The last straw for me came on Friday morning as we accompanied Dada to the doctor. Sitting in the waiting room, I saw a flea on Isaac's neck. 10 minutes later, I saw a flea on Jacob's neck. Seeing that we were potentially taking our flea infestation with us around town, I flipped.

Dada took Friday afternoon off work and bought four canisters at a pet store to fog the house. It took 2-1/2 hours to pack up the food and essential items (including Cat-brother) and barricade them in the garage, sealing it off with duct tape. I started to pack up the boys' toys to avoid a hellacious cleaning effort later, but I stopped when I was a few toys into Isaac's first toybox and was getting eaten alive by fleas. Apparently Cat-brother had been roosting in the basement underneath Isaac's heat register and the fleas had made a haven for themselves in Isaac's toyboxes, feasting on little boy flesh as it suited them.

Don't you so want to come over to my house now?

We had to leave the premises for 2 hours while the poison cloud floated around the house, then come back, open a window, and stay away for yet another hour. After a leisurely stint at the mall and then a purposeful stint at BJs, our poison had worked its bug-killing magic and we came back to a house to find a messy-person's nightmare, where every surface, article of clothing, sheet, towel, toy, dish, etc etc had to be thoroughly washed. But within a day, we started finding more fleas than we had ever before, and they were all either dead or doing sickly-looking things like trying to walk while lying on their sides. The poison doesn't claim to kill the adult fleas outright, but rather prevents eggs from hatching and baby fleas from laying eggs, so we'll likely continue to be bitten until the adults die. But it's two days later and the boys have only had two new bites between them today, whereas yesterday, they each had 4 or 5. And, two days later, we are also still doing laundry and dishes.

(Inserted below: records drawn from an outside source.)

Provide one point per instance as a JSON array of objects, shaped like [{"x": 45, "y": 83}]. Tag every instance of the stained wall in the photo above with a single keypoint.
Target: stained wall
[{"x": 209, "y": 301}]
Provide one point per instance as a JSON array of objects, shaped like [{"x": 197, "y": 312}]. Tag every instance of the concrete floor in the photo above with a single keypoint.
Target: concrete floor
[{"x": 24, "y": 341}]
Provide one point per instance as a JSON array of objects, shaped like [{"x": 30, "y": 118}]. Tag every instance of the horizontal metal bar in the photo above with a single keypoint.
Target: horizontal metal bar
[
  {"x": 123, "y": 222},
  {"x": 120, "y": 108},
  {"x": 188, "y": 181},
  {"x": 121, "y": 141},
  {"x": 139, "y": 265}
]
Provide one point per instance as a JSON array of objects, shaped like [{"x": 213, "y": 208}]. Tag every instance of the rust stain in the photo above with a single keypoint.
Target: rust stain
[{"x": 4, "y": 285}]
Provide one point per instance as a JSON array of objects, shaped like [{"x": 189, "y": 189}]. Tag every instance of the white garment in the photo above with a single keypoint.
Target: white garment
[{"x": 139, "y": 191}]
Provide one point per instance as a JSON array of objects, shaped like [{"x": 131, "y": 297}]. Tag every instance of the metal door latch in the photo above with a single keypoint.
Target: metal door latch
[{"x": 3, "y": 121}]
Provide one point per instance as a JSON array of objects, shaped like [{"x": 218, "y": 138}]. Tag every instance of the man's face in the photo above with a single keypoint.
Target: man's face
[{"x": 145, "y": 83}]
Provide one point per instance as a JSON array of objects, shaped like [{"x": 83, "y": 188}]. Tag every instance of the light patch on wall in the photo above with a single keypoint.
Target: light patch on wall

This has possibly been the worst weekend I have had since becoming a parent. I would not wish a flea infestation on anybody, ever. It was just disgusting to realize that my babies were getting bitten, and it is worse to have to worry that every surface my crawling, orally fixated baby touches is covered in flea poison. But it is all the worse because I feel it is entirely my fault that we are in this situation. I left the sandbox uncovered and, perhaps more importantly, I keep the messiest house in the universe, one ideal for flea-breeding. I have no idea what we are going to do with the sandbox, aside from dumping the sand. But I now realize that my inability, no, refusal to keep a clean house is detrimental to my family and must stop.

Because Dada loves me so, he gave me what is possibly the greatest Christmas present in the world for a messy person like me, one who is disgusted by her lackluster efforts as a housekeeper and yet feels like a horrible mother if she didn't spend 50 gazillion hours a day playing with her boys. Dada got me a Roomba.

Without further adieu, meet our new robot child, Sonny. Straight out the box, Sonny cleaned the floors of the living room, the kitchen, the dining room (including Jakey's dinner mess, a feat in and of itself), and part of Isaac's room before he ran out of energy and needed to nap in his charger. On a full charge, Sonny can run for three hours. Sonny at first looks a little drunk and/or confused, but he is actually running routines to clean in a modified spiral pattern while assessing the size and shape of the room. As you might imagine, Sonny is also highly entertaining to toddlers and babies.